Ariella terdiam sejenak, jantungnya berdetak kencang, tetapi ia tersenyum lembut.
Mengingat apa kata suster yang menjaga tuan
Jhon, pria itu memang sering berhalusinasi.
Apalagi soal wanita cantik tak tahu diri yang sering ia teriaki.
"Maaf, Tuan John," ucap Ariella dengan suara lembut, mencoba menghindari perhatian orang lain.
"Kursi rodamu berjalan ke danau. Aku hanya ingin membantu."
John menatapnya curiga, matanya menyipit seolah mencoba menembus ekspresi lembut Ariella dengan kebencian, tetapi saat Ariella tampak tulus. Ekspresi pria itu melembut, mata hijaunya menjadi lebih bening sekarang.
"Kau Ariella, ya?"
"Kau ingat aku?"
Pria itu kini justru tersenyum.
"Tentu saja, hanya kau yang mau bicara denganku. Tentu, aku tahu mereka semua takut padaku."
Jhon mencebik, lalu menatap ke arah danau.
"Aku sudah lama tidak melihatmu."
"Karena bulan lalu aku tidak datang, dan bulan sebelumnya. Ketika aku datang, kau sedang sakit."

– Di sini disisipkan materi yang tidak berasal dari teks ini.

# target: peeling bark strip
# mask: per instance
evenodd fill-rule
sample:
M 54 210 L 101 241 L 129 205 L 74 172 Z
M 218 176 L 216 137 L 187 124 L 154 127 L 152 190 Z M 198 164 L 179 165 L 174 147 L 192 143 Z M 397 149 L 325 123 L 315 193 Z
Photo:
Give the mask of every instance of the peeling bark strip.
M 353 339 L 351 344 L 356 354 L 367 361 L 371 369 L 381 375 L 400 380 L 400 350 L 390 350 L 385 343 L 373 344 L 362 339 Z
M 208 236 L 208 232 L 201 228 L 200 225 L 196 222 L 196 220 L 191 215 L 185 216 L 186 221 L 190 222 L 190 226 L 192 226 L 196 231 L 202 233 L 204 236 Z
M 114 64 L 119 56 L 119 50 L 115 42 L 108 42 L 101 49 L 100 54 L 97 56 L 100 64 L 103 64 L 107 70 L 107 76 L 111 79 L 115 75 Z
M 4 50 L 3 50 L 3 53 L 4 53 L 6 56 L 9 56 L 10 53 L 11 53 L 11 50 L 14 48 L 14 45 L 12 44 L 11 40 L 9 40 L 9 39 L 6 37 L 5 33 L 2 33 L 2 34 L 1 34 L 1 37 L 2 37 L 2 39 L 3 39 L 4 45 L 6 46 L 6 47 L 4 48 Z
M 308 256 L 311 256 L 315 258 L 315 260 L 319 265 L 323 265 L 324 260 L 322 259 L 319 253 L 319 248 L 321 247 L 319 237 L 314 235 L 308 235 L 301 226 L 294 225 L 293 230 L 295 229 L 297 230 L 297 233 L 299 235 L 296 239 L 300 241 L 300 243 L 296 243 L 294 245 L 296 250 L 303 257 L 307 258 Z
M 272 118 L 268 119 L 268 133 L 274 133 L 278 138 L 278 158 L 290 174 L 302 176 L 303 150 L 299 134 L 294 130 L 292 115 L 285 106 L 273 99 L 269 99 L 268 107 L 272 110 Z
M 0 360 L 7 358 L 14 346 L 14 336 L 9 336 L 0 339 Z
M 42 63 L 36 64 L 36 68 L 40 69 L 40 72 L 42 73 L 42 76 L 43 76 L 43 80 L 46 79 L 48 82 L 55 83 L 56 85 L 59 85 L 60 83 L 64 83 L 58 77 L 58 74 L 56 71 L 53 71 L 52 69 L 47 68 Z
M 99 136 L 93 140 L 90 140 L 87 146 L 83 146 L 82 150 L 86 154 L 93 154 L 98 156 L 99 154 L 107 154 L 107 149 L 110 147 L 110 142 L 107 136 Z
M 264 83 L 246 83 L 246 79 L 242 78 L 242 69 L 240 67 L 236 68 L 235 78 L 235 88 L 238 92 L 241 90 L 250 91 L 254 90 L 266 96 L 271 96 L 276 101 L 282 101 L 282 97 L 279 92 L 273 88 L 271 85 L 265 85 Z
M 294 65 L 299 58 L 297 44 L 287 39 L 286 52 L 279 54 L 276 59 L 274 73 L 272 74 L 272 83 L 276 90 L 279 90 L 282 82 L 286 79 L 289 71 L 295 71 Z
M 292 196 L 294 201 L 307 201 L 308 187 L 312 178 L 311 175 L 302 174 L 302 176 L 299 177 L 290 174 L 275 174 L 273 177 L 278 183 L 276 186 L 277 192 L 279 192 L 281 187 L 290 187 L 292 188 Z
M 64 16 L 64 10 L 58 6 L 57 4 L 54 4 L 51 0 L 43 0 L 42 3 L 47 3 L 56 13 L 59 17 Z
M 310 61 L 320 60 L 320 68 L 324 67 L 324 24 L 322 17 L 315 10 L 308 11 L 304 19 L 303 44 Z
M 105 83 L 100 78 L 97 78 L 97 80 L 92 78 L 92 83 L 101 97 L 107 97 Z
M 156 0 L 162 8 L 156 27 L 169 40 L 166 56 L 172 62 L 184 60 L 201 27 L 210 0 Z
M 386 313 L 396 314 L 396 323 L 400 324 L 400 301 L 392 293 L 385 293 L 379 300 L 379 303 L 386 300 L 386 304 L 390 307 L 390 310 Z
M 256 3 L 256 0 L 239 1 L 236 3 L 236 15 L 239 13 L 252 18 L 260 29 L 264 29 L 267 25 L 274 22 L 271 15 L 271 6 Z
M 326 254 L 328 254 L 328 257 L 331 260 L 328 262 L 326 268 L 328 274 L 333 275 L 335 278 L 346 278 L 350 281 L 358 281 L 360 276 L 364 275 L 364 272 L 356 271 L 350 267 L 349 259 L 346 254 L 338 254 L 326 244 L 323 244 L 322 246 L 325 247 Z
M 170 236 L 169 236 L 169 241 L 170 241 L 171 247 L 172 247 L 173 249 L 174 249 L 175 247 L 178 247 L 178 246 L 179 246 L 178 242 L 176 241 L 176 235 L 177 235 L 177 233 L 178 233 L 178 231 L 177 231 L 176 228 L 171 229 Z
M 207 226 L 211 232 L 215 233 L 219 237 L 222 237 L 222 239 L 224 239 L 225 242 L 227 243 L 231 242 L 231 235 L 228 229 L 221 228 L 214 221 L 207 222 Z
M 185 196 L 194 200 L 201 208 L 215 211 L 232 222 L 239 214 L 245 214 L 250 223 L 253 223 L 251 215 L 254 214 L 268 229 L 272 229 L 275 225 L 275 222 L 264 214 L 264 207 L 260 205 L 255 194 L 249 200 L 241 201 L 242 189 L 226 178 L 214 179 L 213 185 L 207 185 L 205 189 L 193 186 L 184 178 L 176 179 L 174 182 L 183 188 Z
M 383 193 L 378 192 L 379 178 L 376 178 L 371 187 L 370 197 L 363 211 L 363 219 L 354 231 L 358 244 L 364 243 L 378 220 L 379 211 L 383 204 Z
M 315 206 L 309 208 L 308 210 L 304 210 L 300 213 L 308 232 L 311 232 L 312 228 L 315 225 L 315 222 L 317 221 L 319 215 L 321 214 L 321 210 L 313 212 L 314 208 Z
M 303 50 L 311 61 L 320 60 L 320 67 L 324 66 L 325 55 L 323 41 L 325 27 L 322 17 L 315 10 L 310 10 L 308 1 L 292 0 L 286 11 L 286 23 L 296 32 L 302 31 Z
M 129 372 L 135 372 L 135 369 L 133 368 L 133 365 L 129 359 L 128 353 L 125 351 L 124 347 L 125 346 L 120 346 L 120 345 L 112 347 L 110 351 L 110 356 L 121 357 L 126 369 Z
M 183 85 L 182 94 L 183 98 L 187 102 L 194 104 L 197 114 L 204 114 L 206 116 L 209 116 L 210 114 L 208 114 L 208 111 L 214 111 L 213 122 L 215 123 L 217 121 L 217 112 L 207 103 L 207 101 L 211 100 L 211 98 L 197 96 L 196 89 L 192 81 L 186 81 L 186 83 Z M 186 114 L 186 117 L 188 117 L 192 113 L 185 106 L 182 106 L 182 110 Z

"Oh, ya? Mereka menyuntikku dengan obat sialan itu."
Ariella tersenyum lebar.
"Jadi, apakah kau berhasil menemukannya?"
"Menemukan apa?"
"Mimpi yang indah."
John menghela napas, matanya kembali tertuju ke danau.
"Tentu, aku bermimpi indah. Aku berada di pantai sendirian, tidak ada siapa pun di sana."

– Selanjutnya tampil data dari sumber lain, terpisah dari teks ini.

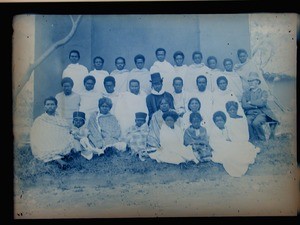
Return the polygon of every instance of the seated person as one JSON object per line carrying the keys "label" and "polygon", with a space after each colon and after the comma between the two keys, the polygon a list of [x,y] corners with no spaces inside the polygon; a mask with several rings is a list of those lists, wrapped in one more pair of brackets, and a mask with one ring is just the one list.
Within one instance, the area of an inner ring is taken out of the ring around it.
{"label": "seated person", "polygon": [[184,131],[184,145],[192,146],[196,158],[200,162],[211,160],[211,147],[206,129],[201,126],[202,116],[198,112],[190,114],[191,125]]}
{"label": "seated person", "polygon": [[73,126],[71,128],[71,134],[75,139],[76,149],[80,149],[81,155],[91,160],[93,154],[97,153],[101,155],[104,153],[102,149],[97,149],[91,145],[88,139],[89,130],[85,124],[85,113],[76,111],[73,113]]}
{"label": "seated person", "polygon": [[106,150],[113,147],[120,151],[126,150],[126,143],[120,142],[121,128],[118,120],[110,113],[112,101],[103,97],[98,101],[99,110],[92,113],[87,128],[93,146]]}
{"label": "seated person", "polygon": [[54,161],[60,168],[66,169],[65,156],[75,147],[69,124],[56,112],[56,98],[46,98],[44,107],[45,113],[37,117],[31,127],[32,154],[38,160],[45,163]]}
{"label": "seated person", "polygon": [[266,122],[273,122],[270,126],[272,139],[278,120],[267,104],[268,92],[259,87],[261,80],[257,73],[249,74],[248,83],[250,89],[243,93],[242,107],[248,120],[249,139],[251,142],[266,141],[263,125]]}
{"label": "seated person", "polygon": [[178,114],[174,111],[168,111],[163,114],[163,124],[160,131],[160,147],[153,153],[149,153],[150,158],[158,163],[165,162],[171,164],[180,164],[188,161],[199,163],[190,146],[183,144],[183,131],[175,123]]}
{"label": "seated person", "polygon": [[96,79],[95,90],[97,92],[104,91],[103,81],[104,78],[109,76],[109,73],[103,69],[104,59],[100,56],[96,56],[93,59],[94,70],[89,72],[90,75],[94,76]]}
{"label": "seated person", "polygon": [[230,176],[241,177],[247,172],[249,165],[254,163],[257,149],[249,142],[234,141],[226,120],[222,111],[213,114],[215,126],[210,136],[212,161],[222,164]]}
{"label": "seated person", "polygon": [[135,113],[135,125],[129,127],[126,131],[124,138],[126,139],[127,147],[131,151],[132,155],[136,154],[139,159],[144,161],[147,155],[147,137],[149,133],[149,127],[146,123],[147,113],[137,112]]}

"Apa kau ingin pergi ke pantai?"
"Sangat, tapi tidak bisa."
"Mungkin putramu bisa menemanimu pergi?"
"Putraku? Aku tidak punya putra.'
Pria itu cemberut.
"Semua orang di sini berpikir mereka tahu apa yang terbaik untukku. Mereka memperlakukanku seperti barang rusak yang tidak lagi berguna."

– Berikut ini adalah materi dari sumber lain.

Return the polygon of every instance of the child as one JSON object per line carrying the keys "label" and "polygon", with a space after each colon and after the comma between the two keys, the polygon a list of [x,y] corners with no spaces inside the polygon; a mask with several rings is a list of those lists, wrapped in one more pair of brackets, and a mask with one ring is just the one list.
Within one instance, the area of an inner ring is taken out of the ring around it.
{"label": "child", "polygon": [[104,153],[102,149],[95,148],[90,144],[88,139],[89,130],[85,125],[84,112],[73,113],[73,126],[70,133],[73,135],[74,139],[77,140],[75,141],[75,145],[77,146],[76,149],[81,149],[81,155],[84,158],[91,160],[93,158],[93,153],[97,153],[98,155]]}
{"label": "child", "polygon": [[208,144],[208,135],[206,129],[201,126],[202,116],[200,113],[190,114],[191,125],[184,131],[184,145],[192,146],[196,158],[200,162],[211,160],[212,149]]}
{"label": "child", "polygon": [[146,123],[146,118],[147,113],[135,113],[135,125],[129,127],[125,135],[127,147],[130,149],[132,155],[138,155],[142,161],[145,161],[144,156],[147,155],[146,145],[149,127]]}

"Mereka peduli padamu, sama seperti aku peduli padamu."
John tidak bereaksi langsung, tetapi Ariella merasa tatapan pria itu mengamati dirinya lebih dalam. Tak lama dari itu, Ariella mendengar panggilan nyonya Esme.
"Aku harus pergi sekarang, Tuan. Selamat menikmati harimu," ucap Ariella dengan sopan, sebelum membalikkan badan dan berjalan pergi secepat mungkin.
Sisa hari itu Ariella memanfaatkan kesempatan untuk berbagi banyak hal dengan nyonya Esme.
Sebelum pergi, Ariella benar-benar dipaksa untuk menerima amplop berisi alamat rumah yang dimaksud nyonya Esme dan uang yang cukup untuk membantunya bertahan hidup selama beberapa bulan ke depan.
Ketika keluar dari panti jompo, Ariella merasakan ada seseorang yang mengawasinya.
Ia menoleh ke belakang, tetapi tidak ada yang mencurigakan.